RegEx or Regular Expressions is a sequence of characters that define a search pattern. The example I will show you uses Alteryx, a software that makes advanced analytics accessible to any data user.

Why use RegEx?

RegEx allows the user to extract specific parts of a field. In the following example, the email is the part of the field of interest. I have highlighted one of the emails in the example below.

Note how all the emails are not in the same format.

After inputting the data, click, drag and drop the RegEx tool into the view.

A great website to practice using RegEx is https://regex101.com/ which allows the user to see what symbols cause each particular pattern to be pulled out. Copying and pasting the above data into RegEx101, I will explain what each symbol equates to.

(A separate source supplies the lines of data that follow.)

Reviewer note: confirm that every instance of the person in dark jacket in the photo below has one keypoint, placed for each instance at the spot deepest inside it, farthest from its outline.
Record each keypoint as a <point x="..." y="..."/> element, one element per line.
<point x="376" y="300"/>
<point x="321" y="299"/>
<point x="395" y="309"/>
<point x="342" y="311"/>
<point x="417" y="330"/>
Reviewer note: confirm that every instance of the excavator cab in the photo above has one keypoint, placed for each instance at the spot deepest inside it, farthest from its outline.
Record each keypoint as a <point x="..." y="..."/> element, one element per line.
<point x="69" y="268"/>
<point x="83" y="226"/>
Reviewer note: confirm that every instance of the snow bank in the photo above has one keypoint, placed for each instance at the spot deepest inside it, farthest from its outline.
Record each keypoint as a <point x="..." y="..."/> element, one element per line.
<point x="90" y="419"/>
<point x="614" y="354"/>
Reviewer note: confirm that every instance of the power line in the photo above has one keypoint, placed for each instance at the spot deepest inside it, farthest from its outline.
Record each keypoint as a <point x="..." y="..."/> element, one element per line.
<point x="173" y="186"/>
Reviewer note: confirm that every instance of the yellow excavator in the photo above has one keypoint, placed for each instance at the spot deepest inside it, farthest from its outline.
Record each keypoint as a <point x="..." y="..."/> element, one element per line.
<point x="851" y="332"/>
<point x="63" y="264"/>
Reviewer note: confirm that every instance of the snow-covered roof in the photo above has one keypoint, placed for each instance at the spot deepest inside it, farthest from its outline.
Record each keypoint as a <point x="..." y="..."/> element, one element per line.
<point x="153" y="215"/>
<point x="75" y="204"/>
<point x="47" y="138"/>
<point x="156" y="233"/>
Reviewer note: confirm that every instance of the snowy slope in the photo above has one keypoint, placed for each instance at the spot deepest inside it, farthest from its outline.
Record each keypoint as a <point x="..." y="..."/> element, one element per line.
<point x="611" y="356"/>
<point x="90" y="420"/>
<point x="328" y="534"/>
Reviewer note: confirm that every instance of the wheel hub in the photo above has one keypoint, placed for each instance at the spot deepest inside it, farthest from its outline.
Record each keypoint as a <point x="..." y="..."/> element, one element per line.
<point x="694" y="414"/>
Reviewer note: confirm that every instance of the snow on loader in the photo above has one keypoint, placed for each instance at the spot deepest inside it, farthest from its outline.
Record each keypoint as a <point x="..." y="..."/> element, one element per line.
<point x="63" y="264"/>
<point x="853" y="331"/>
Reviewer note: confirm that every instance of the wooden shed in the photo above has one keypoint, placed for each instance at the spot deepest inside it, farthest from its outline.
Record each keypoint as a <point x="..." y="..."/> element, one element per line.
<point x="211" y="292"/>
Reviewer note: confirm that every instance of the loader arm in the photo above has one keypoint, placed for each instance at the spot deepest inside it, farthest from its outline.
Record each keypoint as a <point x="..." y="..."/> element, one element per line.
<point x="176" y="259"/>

This expression pulls out all emails in the field

Definitions:

( ) = marked group

[a-z] = any lower case letter

+ = one or more

\ = interpret next character

\. = interpret the ‘.’ as a specific character

. = any single character. ALERT – the dot without a ‘\’ means something different

? = proceeding token optional

\w = alphanumeric character

* = zero or more

The ‘@’ is a specific character in this case and therefore has no function.

With these definitions in mind. This expression states that, within the marked group ‘( )’, one or more ‘+’ lower case letter ‘[a-z]’, followed by an optional ‘?’ full stop ‘\.’, before an optional ‘?’ one or more ‘+’ alphanumeric character ‘\w’ before the @ will give this…

Half way there!

With this in mind, the rest of the email can be pulled out using similar steps.

After the ‘@’, zero or more ‘*’ of any single character ‘.’, before a full stop ‘\.’, followed by one or more ‘+’ alphanumeric character ‘\w’ before another optional ‘?’ full stop ‘\.’.

The other half!

Finally closing the bracket to complete the regular expression. Hopefully the title makes a little bit more sense now? ‘? means optional’ 🙂 that’s a smiley face. No expression there!

The finished product

This real case example is extremely useful for quickly pulling the essential contact information out of a field that has different email styles.